JOSEPH : Tu ne peux pas oser rater avec quelqu’un en qui tu n’as pas confiance. Chez nous, les gens peuvent oser rater. Il se trouve qu’on a le droit à l’échec. Mais en même temps… je leur montre ce qu’on va faire, avant j’en fais un ou deux… Je le fais, avant et je dis que les carreaux, on peut les enlever. J’utilise la technique, je le fais. Et je leur dis : « Celui-là, c’est moi qui l’ai fait ». Et pour la fontaine, c’était la même chose. Quand j’arrive, j’ai toujours quelque chose…

IRENE : Et qu’on a testé avant…

JOSEPH : Et un truc où je montre mes propres limites, qu’il y a tels défauts… Je montre que j’ai fait ça à partir de ça…

(…) L’idée, c’est qu’il ne faut pas que les gens aient l’impression d’être face à un échec. Et par exemple, un jour ici dans les jeunes, il y a eu une grosse bagarre. Un gars a tapé sur une fille. Un coup de poing. C’était un gars assez violent. C’était dur. Et puis D m’a sonné, parce qu’elle était toute seule avec… Je viens… Et puis on est arrivé à ce que le gars puisse s’excuser et se remette autour de la table… C’est un gars que les flics sont venus chercher, donc c’est pas simple… C’est un gars hyper difficile, hyper violent. J’ai pu lui dire : « Mais, merde ! Sur une femme ! Tu veux taper sur moi, ça va… mais t’oserais pas, mais… »

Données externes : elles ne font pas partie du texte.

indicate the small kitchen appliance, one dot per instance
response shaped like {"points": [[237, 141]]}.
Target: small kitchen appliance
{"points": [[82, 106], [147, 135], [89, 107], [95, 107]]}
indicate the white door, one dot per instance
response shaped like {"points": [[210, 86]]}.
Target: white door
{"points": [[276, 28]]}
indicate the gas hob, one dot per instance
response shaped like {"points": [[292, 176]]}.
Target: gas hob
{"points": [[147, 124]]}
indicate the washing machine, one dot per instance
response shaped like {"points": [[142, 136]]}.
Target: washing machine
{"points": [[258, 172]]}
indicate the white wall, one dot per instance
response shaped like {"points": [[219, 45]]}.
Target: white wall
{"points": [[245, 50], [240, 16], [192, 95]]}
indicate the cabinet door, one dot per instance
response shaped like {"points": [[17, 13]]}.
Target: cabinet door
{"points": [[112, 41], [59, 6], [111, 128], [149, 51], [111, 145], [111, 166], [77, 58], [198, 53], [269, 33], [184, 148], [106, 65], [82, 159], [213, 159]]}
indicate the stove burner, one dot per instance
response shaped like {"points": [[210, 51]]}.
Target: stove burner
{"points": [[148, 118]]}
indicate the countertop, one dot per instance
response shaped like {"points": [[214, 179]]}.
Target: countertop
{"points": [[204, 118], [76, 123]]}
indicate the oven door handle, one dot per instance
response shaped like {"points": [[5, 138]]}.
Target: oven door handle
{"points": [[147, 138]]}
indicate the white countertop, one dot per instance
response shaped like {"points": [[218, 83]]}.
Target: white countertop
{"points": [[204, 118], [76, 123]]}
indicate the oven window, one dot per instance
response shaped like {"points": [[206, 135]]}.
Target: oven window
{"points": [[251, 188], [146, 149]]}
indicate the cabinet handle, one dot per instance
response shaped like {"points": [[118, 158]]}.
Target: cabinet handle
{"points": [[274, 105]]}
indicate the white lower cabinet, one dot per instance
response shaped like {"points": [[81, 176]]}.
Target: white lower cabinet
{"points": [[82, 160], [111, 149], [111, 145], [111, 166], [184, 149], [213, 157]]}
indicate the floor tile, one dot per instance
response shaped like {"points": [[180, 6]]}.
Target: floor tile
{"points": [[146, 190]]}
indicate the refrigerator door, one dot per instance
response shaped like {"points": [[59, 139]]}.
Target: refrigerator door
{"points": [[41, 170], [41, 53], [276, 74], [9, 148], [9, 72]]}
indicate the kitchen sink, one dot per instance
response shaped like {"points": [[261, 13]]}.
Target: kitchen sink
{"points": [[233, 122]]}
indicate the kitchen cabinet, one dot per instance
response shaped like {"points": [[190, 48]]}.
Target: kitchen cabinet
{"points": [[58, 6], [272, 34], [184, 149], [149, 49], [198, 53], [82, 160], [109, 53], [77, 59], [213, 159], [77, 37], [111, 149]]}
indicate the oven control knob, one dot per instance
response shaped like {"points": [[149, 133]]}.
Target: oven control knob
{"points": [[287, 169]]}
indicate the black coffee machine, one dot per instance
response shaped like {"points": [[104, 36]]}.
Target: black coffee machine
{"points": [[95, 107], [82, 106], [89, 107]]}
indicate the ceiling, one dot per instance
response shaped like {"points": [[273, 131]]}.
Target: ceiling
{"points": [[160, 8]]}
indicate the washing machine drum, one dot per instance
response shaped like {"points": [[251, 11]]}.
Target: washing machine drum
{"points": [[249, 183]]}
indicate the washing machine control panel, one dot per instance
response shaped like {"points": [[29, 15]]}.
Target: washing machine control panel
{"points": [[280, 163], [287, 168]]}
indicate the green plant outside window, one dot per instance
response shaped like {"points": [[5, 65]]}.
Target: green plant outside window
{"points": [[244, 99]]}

IRENE : Et moi j’étais en train de dire : « Mais qu’est-ce qu’il lui raconte ? »

JOSEPH : Et c’était impressionnant, hein. Et de l’entendre regretter, vraiment. Et alors elle a été à l’hôpital, porter plainte. Tout a continué à fonctionner. Mais on arrive à ça… laisser la police, les flics fonctionner, mais on ne se mêle pas du tout de ça. Mais ce qui nous regarde, c’est ce qui se passe dans l’atelier chez nous et quand les gars viennent, il faut qu’on en redis- cute, quoi. Mais ici, on est quand même allé à l’hôpital avec la gamine… enfin, elle avait 20 ans… parce qu’elle avait rameuté toute la famille, le père, le beau-frère et tout ça… parce que je me disais : « Mais qu’est-ce que les parents vont lancer comme merdier là-dedans ! ». Il faut qu’on soit aux urgences avec elle.